The European Central Bank (ECB) is monitoring broad risks across the financial sector and will act to preserve stability in the euro area, ECB vice-president Luis de Guindos said in a speech on April 1.
Mr. De Guindos provided reassurance on the established banking sector in the single currency zone, saying banks had strong capital and liquidity positions but he warned of wider dangers elsewhere in the system.
“…In our view, vulnerabilities in the financial system prevail in the non-bank financial sector, which grew fast and increased its risk-taking during the low interest rate environment,” De Guindos told the Ambrosetti business forum in northern Italy.
He said policy reforms to address these vulnerabilities were critical.
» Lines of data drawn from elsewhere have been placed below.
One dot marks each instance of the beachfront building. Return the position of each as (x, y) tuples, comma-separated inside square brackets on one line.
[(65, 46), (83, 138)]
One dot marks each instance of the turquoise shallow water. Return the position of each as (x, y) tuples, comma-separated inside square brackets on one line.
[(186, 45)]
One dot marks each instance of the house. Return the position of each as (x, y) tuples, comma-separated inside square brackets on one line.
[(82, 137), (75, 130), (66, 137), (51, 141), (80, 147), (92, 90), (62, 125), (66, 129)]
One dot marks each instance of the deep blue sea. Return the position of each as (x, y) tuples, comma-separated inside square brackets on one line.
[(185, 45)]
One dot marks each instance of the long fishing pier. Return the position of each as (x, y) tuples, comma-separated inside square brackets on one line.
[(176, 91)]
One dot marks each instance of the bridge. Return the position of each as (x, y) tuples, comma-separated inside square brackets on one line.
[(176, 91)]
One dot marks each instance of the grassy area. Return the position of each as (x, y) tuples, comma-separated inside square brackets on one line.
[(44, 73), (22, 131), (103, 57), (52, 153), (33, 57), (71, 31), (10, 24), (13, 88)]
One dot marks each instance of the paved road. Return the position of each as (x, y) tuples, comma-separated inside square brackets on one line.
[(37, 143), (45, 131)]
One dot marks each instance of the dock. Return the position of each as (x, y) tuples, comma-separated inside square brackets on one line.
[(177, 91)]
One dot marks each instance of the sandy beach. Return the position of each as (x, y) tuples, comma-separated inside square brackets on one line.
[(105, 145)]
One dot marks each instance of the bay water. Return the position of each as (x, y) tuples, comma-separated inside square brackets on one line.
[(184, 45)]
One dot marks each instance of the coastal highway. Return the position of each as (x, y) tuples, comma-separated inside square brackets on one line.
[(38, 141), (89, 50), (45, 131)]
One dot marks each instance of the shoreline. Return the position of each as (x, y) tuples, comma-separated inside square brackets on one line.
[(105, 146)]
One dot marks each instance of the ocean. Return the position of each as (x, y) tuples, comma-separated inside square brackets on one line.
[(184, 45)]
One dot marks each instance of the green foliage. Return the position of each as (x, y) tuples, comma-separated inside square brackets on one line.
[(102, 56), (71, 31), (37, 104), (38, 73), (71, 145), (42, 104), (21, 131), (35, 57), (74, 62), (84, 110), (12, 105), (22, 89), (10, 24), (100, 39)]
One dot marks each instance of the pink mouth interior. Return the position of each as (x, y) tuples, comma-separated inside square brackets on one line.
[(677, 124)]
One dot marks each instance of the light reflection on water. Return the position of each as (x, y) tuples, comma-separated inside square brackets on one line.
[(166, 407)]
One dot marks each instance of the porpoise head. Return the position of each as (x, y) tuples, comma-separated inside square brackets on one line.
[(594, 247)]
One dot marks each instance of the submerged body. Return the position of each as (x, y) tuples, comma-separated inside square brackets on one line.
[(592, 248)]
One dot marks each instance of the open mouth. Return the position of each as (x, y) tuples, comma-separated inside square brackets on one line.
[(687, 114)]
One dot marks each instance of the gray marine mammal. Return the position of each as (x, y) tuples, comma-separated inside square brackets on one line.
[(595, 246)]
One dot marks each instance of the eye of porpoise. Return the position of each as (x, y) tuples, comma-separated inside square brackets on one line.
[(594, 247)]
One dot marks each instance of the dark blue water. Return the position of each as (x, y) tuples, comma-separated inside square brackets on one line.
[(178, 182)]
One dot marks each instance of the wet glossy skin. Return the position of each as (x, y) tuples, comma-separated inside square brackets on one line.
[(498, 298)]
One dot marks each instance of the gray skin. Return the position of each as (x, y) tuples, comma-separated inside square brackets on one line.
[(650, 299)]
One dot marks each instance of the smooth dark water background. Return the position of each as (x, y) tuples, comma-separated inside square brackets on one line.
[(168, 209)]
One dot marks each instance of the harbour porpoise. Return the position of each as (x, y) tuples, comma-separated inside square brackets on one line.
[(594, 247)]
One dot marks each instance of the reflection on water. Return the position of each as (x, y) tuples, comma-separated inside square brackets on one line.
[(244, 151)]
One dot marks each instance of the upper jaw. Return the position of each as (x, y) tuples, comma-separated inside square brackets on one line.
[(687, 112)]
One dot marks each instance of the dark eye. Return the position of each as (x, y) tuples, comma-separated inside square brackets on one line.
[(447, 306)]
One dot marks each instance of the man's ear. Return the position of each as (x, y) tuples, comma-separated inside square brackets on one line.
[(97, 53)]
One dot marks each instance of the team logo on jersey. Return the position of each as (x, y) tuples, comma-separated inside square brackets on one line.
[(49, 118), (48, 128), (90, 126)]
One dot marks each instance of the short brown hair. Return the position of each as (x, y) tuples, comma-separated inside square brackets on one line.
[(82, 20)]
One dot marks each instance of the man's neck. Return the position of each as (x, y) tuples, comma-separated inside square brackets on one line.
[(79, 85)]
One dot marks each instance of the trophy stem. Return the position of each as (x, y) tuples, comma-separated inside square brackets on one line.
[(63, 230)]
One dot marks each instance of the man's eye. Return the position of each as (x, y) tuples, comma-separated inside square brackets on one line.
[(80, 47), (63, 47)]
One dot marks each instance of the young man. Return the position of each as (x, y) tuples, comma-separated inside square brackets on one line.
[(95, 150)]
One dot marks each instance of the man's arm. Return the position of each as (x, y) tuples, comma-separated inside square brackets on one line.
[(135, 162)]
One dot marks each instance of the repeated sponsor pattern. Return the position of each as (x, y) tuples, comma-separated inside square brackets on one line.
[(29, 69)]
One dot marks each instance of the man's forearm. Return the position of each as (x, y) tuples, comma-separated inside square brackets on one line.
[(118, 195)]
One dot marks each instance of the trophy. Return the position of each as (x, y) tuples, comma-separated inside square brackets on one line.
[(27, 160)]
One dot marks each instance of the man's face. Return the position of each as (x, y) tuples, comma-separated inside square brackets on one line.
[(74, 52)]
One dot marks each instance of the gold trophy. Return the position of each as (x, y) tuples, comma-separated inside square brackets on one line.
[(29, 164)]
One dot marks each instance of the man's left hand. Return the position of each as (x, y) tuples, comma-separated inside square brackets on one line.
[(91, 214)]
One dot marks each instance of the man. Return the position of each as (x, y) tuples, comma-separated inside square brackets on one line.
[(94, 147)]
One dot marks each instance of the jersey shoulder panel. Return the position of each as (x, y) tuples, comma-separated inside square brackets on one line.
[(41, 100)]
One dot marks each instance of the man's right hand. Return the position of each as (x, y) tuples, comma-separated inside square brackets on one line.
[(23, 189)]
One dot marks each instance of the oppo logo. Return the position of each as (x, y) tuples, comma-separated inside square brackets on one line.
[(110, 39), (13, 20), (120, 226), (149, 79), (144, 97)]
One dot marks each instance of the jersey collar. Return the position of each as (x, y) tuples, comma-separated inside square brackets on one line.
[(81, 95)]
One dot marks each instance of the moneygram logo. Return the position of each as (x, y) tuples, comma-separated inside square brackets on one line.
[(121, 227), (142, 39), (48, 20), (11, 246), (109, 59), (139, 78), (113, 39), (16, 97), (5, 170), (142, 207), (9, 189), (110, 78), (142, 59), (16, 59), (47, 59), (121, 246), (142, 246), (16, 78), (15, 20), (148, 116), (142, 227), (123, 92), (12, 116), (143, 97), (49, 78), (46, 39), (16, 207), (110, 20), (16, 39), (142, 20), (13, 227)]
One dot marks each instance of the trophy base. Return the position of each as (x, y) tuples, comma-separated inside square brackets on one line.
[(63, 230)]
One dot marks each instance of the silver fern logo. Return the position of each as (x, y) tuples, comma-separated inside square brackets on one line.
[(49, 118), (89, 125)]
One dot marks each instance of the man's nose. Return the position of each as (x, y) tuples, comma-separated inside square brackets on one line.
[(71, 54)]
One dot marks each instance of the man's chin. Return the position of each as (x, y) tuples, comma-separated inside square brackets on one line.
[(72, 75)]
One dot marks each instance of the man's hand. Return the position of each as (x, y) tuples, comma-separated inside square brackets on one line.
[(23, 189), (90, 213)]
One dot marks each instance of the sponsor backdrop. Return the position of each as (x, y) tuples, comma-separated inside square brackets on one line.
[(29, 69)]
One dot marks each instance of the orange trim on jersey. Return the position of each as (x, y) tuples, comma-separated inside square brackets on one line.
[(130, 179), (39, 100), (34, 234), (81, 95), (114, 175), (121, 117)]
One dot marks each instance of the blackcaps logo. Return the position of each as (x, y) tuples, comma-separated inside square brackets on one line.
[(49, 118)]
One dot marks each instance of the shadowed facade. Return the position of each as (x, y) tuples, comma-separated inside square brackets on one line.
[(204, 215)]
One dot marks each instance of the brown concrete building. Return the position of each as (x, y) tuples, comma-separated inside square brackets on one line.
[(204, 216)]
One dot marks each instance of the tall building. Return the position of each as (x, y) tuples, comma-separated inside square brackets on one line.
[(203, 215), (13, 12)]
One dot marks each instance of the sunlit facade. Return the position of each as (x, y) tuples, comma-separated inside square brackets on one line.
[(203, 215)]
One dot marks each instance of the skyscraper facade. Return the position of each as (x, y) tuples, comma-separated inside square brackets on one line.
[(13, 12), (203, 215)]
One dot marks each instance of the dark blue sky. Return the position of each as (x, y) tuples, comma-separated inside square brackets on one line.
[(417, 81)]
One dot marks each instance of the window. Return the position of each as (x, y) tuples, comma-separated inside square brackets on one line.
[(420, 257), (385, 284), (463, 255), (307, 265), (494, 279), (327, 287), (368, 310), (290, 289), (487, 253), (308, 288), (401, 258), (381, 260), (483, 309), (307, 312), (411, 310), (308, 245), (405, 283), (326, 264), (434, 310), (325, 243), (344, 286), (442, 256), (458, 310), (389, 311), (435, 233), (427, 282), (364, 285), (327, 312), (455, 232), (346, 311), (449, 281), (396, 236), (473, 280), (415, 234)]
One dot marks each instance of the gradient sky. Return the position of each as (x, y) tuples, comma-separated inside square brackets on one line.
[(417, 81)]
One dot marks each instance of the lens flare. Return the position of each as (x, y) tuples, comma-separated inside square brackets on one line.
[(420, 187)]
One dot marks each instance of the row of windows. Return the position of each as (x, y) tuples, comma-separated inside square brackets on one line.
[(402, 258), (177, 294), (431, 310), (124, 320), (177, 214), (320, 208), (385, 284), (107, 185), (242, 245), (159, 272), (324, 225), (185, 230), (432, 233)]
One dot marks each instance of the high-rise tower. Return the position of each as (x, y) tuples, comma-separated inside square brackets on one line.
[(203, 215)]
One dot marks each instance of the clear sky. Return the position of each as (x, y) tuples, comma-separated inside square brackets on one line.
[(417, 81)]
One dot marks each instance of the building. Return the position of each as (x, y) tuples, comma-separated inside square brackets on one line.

“Priority should be given to policies that help build resilience in the sector, such as by reducing liquidity mismatch, mitigating risk from leverage, and enhancing liquidity preparedness across a broad range of institutions,” he said.
The ECB has been raising interest rates to try to curb rising inflation but there have been concerns that these higher borrowing costs are fuelling turmoil in the financial markets.
Mr. De Guindos said that headline inflation was likely to decline considerably this year but underlying inflation dynamics would remain strong.
“The feedback between higher profit margins, higher wages and higher prices could pose more lasting upside risks to inflation,” he said.